Chapter 11: Principles of Feature Learning

11.2 The bias-variance trade-off

  • We have just seen how any number of universal approximators can be used to approximate perfect data as well as desired. All we need do is employ enough units of a particular universal approximator and tune their parameters via the minimization of an appropriate cost.
  • With real data this phenomenon does not change - so long as we use enough units of a particular universal approximator and tune their parameters properly we can approximate real data as closely as we like.
  • However with real data this universal approximation produces a seriously undesirable effect: after a certain point better we make our nonlinear model fit our training data the worse it may represent the overall phenomenon that generates our data and - in particular - the worse it will represent data we recieve in the future.
  • Thus in practice when employing a nonlinear model built from a set of universal approximator units the effect of our model can range from being too inflexible (an underfitting model) to being too flexible (an overfitting model). This problem is often referred to as the bias-variance trade-off and is the subject of this brief Section.
  • Again for simplicity here we largely focus on regression and two-class classification examples, however the fruits of this entire discussion are widely applicable to other problem types
In [1]:
## This code cell will not be shown in the HTML version of this notebook
# imports from custom library
import sys
sys.path.append('../../')
import autograd.numpy as np
from mlrefined_libraries import nonlinear_superlearn_library as nonlib
datapath = '../../mlrefined_datasets/nonlinear_superlearn_datasets/'

# plotting tools
import matplotlib.pyplot as plt
from mpl_toolkits.mplot3d import Axes3D

# this is needed to compensate for %matplotlib notebook's tendancy to blow up images when plotted inline
%matplotlib notebook
from matplotlib import rcParams
rcParams['figure.autolayout'] = True

%load_ext autoreload
%autoreload 2

(when too few / too rigid of universal approximators are used and / or the parameters of the model are not tuned sufficiently) to

  • when employing too few / too rigid of universal approximators and / or when not tuning their parameters appropriately - to being too flexible - when too many / too flexible of universal approximators are used and/or when tuning their parameters too well

11.2.1 Universal approximators and real data

In the previous Section we saw how a nonlinear model built from units of a single universal approximator can be made to represent any perfect dataset - provided we choose enough units and tune the parameters of the model by minimizing an appropriate cost function. Moreover, as we saw previously, the more units we add to the model and the better we tune its corresponding parameters the better our approximation becomes. Precisely the same principle holds with real data - that is data that is finite and noisy: such a model can be made to represent real data as finely as we wish, and the more units we add to the model / the better we tune its parameters the better our model approximates the data.

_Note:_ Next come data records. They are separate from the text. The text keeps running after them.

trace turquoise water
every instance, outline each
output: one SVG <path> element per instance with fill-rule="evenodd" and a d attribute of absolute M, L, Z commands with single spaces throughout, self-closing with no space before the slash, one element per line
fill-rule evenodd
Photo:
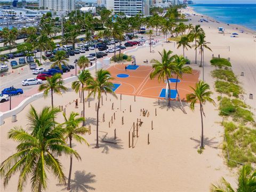
<path fill-rule="evenodd" d="M 256 4 L 196 4 L 195 12 L 226 23 L 237 24 L 256 30 Z"/>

Example 1. Universal approximation of real regression data

For example, below we animate the learning of a set of 100 single layer tanh neural network units to a realistic regression dataset that is a 'real' version of like the 'perfect' regression dataset shown in the previous Subsection (that is, it is far smaller and noiser). Here show the fit corresponding to a nonlinear model built using $100$ $\text{tanh}$ neural network units, and illustrate the solid fit provided from the weights learned after a run of $5000$ gradient descent steps. We also visualize the fit provided at several intermediary steps of this minimization.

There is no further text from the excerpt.